Davies (England’s chief medical officer) has warned of a “post-antibiotic apocalypse” as she issued a call to action urging global leaders to address the growing threat of antibiotic resistance. Davies said that if antibiotics lose their effectiveness it will spell “the end of modern medicine” (Davies: 2017). Davies continued by saying without the drugs used to fight infections, common medical interventions such as caesarean sections, cancer treatments and hip replacements would become incredibly “risky”; and transplant medicine would be a “thing of the past”, she added. Ries (2019), indicated that antibiotic resistance has emerged in the past decade, as one of the greatest public health threats. Antibiotics have been used to prevent and treat bacterial infections since the 1940s when doctors first discovered that powerful drugs could save people’s lives.
Antibiotic resistance
The problem, however, over recent decades, is the overuse and misuse of antibiotics, which resulted in infectious bacteria becoming resistant to these common drugs. Today, researchers have more details on just how severe antibiotic resistance has become and found evidence that we’ve reached a frightening new milestone. New research published in the journal antimicrobial agents and chemotherapy today discovered that resistance to one of the last resort drugs used to treat extremely drug-resistant Pseudomonas aeruginosa can develop a lot more quickly than we originally thought (Ries: 2019).
As previously said, resistance has emerged as one of the greatest threats to public health in recent years.
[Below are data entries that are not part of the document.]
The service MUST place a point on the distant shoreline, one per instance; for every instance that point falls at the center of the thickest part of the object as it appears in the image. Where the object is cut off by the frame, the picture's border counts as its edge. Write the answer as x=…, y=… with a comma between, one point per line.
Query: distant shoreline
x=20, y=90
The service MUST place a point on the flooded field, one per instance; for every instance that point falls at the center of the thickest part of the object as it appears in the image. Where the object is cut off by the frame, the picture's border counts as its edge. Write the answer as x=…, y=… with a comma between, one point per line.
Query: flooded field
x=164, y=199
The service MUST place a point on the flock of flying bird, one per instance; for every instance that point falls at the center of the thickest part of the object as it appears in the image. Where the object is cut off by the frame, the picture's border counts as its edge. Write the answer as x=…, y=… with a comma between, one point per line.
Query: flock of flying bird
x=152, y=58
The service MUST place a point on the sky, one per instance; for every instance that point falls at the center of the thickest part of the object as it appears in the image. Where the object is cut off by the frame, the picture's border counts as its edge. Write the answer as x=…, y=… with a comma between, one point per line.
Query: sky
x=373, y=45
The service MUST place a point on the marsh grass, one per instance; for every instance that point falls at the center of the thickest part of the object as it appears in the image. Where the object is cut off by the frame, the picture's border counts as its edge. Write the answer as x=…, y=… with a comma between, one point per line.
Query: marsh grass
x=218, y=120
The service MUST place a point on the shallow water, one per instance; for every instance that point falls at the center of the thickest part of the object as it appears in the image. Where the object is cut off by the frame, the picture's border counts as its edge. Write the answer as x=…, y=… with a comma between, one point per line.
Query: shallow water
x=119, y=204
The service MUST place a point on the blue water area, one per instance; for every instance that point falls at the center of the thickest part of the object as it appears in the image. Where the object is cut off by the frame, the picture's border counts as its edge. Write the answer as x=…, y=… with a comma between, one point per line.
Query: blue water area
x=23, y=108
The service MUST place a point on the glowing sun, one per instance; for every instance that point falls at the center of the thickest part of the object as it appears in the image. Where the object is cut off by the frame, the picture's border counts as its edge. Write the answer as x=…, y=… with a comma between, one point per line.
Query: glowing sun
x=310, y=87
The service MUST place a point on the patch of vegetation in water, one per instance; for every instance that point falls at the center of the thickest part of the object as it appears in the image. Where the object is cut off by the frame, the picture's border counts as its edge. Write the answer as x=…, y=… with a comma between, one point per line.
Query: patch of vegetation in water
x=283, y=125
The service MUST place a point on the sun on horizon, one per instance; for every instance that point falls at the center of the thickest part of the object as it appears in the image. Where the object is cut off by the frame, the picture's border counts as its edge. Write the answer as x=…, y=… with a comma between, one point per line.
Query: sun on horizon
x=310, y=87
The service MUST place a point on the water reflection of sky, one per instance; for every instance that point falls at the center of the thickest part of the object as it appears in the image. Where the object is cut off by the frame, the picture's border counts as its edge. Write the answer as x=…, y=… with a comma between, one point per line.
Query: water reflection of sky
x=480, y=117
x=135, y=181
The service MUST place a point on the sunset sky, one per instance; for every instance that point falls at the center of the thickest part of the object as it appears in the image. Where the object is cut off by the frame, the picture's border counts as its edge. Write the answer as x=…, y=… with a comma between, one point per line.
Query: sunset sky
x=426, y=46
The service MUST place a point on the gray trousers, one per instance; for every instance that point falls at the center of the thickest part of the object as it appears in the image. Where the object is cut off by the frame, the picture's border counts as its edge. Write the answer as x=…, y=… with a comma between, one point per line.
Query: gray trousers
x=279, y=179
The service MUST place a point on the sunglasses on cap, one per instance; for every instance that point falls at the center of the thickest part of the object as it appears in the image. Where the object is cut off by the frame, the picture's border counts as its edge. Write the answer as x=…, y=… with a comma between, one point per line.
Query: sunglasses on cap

Now, new research shows just how big of a threat it is. A new study found that resistance to commonly used antibiotics has nearly doubled in 20 years. Another found that resistance to antibiotics is developing faster than ever, with one patient becoming resistant in just 22 days (Ries: 2019).
Davies (2017) reiterated that health experts have previously warned that resistance to antimicrobial drugs could cause a bigger threat to mankind than cancer. In recent years, the UK has led a drive to raise global awareness of the threat posed to modern medicine by antimicrobial resistance (AMR). Around 700 000 people around the world die annually due to drug-resistant infections including tuberculosis (TB), HIV and malaria. If no action is taken, it has been estimated that drug-resistant infections will kill 10 million people a year by 2050.
How to prevent the antibiotic apocalypse
According to Hovet (2020) antibiotic resistance and an increase of “superbugs” could cause 10 million deaths each year by 2050, unless this mounting global health crisis can be halted. Presently, at least 23 000 Americans die each year as a direct result of antibiotic-resistant microbes, while an unknown number die from related complications. The development of new antibiotics has become one of the most pressing goals of our time, yet it’s not happening quickly enough. The superbugs are winning.
Recent research from the University of Manchester’s school of chemistry has made known the possibility of a new form of antibiotic production which could help in the war against antibiotic-resistant superbugs. The researchers identified the biosynthetic pathway of an antibiotic called malonomycin using CRISPR/Cas9, the revolutionary and sometimes controversial gene-editing tool.
The intention is to use a combination of bioinformatics, in vitro experiments, and CRISPR/Cas9 gene editing, researchers at the University of Manchester in collaboration with the University of Cambridge were able to identify the previously unknown biosynthetic pathway of the antibiotic malonomycin. This antibiotic is produced in Streptomyces rimosus paromomycinus and is known to have antiprotozoal and antifungal activity.
“The high-speed increase of antibiotic-resistant infectious agents is one of the foremost global health concerns of the 21st century. Now, using a combination of bioinformatics, [CRISPR/Cas9] gene editing, and in vitro experiments, we have discovered a highly unusual biosynthetic pathway to the antibiotic malonomycin. This could guide the way for a new kind of antibiotic production process,” said Micklefield, leader of the study, and professor of Chemical Biology at the Manchester Institute of Biotechnology.